Problem

When deploying an air-gapped DKP cluster, you may notice that the first control-plane node has been provisioned, but the cluster is not scaling up as expected. When this happens, it may be helpful to view the logging for the capi-kubeadm-control-plane-system pod. Within the logging for, there may be failures with the control-plane pods being unhealthy:

"msg"="Waiting for control plane to pass preflight checks" "cluster-name"="<CLUSTERNAME>" "name"="<CLUSTERNAME>" "namespace"="default" "failures"="[<MACHINE> does not have APIServerPodHealthy condition, machine <MACHINE> does not have ControllerManagerPodHealthy condition, machine <MACHINE> does not have SchedulerPodHealthy condition, machine <MACHINE> does not have EtcdPodHealthy condition, machine <MACHINE> does not have EtcdMemberHealthy condition]"
controller/kubeadmcontrolplane "msg"="Failed to update KubeadmControlPlane Status" "error"="failed to create remote cluster client: error creating client and cache for remote cluster: error creating dynamic rest mapper for remote cluster \"default/<CLUSTERNAME>\": context deadline exceeded" "cluster"="<CLUSTERNAME>" "name"="<CLUSTERNAME>" "namespace"="default" "reconciler group"="controlplane.cluster.x-k8s.io" "reconciler kind"="KubeadmControlPlane"

The failure here indicates some underlying issue on the host that is causing the API-Server pods to be unhealthy.
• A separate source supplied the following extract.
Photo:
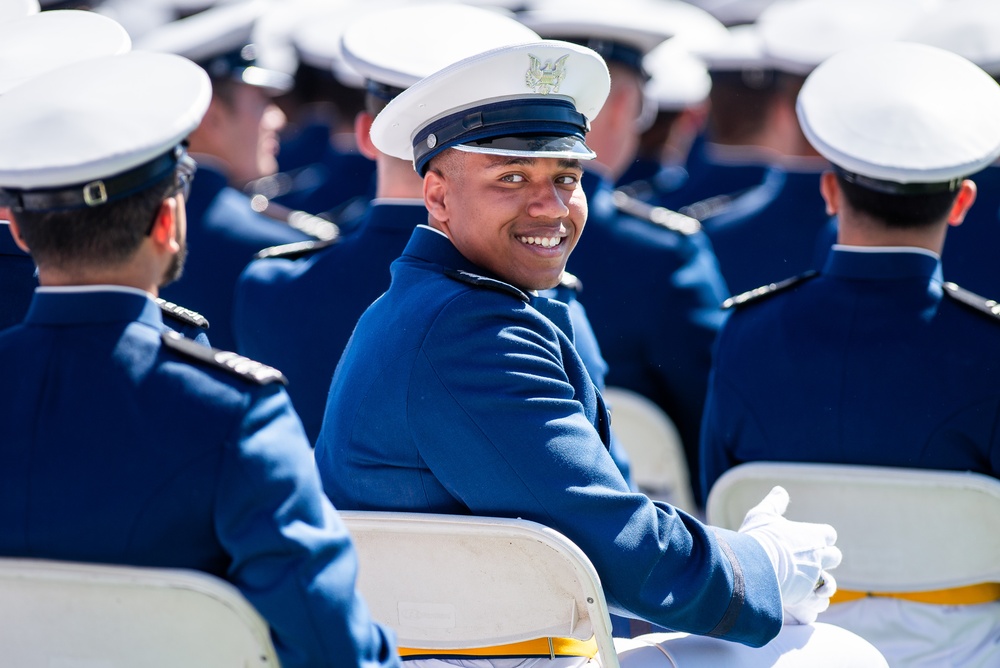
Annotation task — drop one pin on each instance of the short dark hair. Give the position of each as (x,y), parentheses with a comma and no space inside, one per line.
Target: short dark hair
(104,235)
(898,211)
When this happens, CAPI will pause deploying the remaining nodes until the problem with the first control-plane pod is resolved.

Solution

SSHing into the problem host and validating the underlying issue is the best next step to take in these situations. In this case, we know that the API-server pod is unhealthy. When one of your pods is failing to start or crashing, checking the Kubelet service log, the containerd service log, and gathering the logs from the container are all advised. After collecting our logging we can see that the reason for our API-server pod failing is due to an issue pulling the image:

[ERROR ImagePull]: failed to pull image k8s.gcr.io/kube-apiserver:v1.22.8: output: time="" level=fatalmsg="pulling image: rpc error: code = Unknown desc = failed to pull and unpack image \"k8s.gcr.io/kube-apiserver:v1.22.8\": failed to resolve reference \"k8s.gcr.io/kube-apiserver:v1.22.8\": get registry endpoints: parse endpoint url: parse \":///v2/<REGISTRY_URL>/dkp\": missing protocol scheme"

We can see that the error 'missing protocol scheme' results from our private Docker registry URL not containing HTTP(S). When deploying an air-gapped DKP cluster, there are multiple points where you will need to define the DOCKER_REGISTRY_ADDRESS environment variable. The first time is when you go to seed your registry, if you include the protocol here you will run into a separate error:

level=fatal msg="Invalid destination name docker://https://<REGISTRY_URL>: invalid reference format"

In this case, all that needs to be done is to remove the HTTP(S) from your environment variable and re-run the seed command. The second time you are required to define this variable is just before creating your cluster, in this case, you will need to redefine the environment variable to be formatted with <http(s)>://<registry-address>:<registry-port> after you have updated your environment variable you will need to redeploy the cluster. After redeploying, you can check the CAPI control plane pod to validate the errors have resolved.